Professor Baker believes it's crucial that farming communities are educated about this relationship.
"I think groundwater as a whole is an education thing. It's a government policy thing as well," he said.
"The government's given [farmers] money to go and put new bores in, and that's happening in the Central West of NSW," he said. "Some of these bores might go into the groundwater resource, but [it's] actually water that is being recharged by a river only a few hundred metres away.
"You're not really helping the situation long term; you are actually taking more water indirectly out of the river system."
Gaden Cave was already closed before the COVID-19 restrictions came into effect, because of a drought-induced build-up of carbon dioxide levels.
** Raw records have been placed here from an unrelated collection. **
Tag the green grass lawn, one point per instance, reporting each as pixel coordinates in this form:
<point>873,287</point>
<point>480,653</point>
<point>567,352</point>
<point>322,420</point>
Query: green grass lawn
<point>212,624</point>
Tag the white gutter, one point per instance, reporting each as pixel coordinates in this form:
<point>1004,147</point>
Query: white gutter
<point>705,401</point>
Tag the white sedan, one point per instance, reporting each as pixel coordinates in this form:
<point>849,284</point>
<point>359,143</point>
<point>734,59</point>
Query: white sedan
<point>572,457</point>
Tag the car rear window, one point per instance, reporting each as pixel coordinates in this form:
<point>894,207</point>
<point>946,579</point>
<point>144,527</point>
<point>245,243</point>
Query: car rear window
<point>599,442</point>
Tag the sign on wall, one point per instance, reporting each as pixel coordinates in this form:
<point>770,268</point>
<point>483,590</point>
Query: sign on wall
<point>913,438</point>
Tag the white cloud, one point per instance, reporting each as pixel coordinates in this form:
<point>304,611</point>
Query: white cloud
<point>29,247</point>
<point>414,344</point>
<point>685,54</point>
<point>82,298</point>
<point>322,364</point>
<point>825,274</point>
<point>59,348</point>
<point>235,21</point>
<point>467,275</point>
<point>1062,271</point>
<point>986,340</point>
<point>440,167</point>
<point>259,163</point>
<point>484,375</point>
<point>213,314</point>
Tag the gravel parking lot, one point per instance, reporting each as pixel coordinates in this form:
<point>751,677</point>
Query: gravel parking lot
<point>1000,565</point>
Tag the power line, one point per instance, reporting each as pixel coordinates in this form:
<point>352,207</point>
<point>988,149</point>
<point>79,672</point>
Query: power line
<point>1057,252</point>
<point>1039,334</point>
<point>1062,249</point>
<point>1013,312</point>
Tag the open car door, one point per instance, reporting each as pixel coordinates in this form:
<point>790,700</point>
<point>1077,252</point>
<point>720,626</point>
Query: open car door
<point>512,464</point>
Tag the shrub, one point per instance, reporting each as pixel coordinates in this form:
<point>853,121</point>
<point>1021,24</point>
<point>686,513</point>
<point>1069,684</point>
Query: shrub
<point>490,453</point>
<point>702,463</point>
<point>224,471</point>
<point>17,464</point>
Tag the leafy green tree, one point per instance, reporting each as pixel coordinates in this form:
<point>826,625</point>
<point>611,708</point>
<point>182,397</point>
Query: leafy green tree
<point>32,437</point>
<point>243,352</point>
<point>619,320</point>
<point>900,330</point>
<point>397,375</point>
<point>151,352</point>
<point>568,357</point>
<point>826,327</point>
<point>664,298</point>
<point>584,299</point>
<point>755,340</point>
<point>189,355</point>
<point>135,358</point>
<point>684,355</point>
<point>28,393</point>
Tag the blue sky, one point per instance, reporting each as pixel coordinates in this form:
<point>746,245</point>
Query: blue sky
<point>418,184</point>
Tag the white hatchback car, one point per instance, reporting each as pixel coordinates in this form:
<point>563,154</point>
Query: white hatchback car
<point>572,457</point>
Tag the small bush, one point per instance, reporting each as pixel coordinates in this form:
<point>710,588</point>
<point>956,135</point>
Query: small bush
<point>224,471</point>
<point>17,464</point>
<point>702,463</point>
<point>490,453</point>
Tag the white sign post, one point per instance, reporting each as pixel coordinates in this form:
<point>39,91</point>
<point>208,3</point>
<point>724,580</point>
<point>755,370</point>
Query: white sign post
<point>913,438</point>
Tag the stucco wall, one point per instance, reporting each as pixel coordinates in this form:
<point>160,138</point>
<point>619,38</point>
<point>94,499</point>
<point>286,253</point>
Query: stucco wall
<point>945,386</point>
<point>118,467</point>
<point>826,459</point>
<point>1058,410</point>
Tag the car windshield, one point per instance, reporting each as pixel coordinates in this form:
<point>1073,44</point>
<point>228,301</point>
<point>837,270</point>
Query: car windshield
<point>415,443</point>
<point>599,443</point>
The team of scientists, however, had been working in Cathedral Cave, Wellington's largest show cave.
By placing automatic drip loggers at approximately thirty metres below the surface, they were able to monitor the amount of water seeping into the cave.
Professor Baker says that due to the severity of the drought, there was actually very little rainfall data to record - the last significant recharge dating back to 2016.
The recent drought led to other discoveries inside the cave.
"There is some graffiti down the bottom of the well from the Federation Drought of the 1890s, when early European explorers went down to the bottom of the cave," Professor Baker said.
"It hadn't been this dry since then".
Rising temperatures are also continuing to have a greater impact on groundwater recharge due to an increase in evaporation from the soil and rivers.
This is particularly problematic for communities that rely on rainfall to recharge their groundwater stores.
"If you can conceptualise your soil as a store of water and evaporation is higher because it is getting warmer... there is going to be less moisture in the soil. And, every time it rains, that rain is actually used to top up the water store in the soil and doesn't go into the groundwater," he explains.
"It might be okay for farming if your roots just use the shallow soil water, but for groundwater recharge, long-term sustainability could get worse."
Professor Baker says it is extremely difficult to estimate just how long communities can continue to use groundwater at their current rates, but this uncertainty surrounding sustainable groundwater use is what makes the team's research so important.
"The short-term solution is to put the bore in the alluvial gravels and [have enough] to last the next few years until the rivers are flowing... enough that it's not a problem."
Data collection is still happening automatically during the cave's closure. Now that significant rain has fallen, Professor Baker says he is excited to see how much recharge has occurred.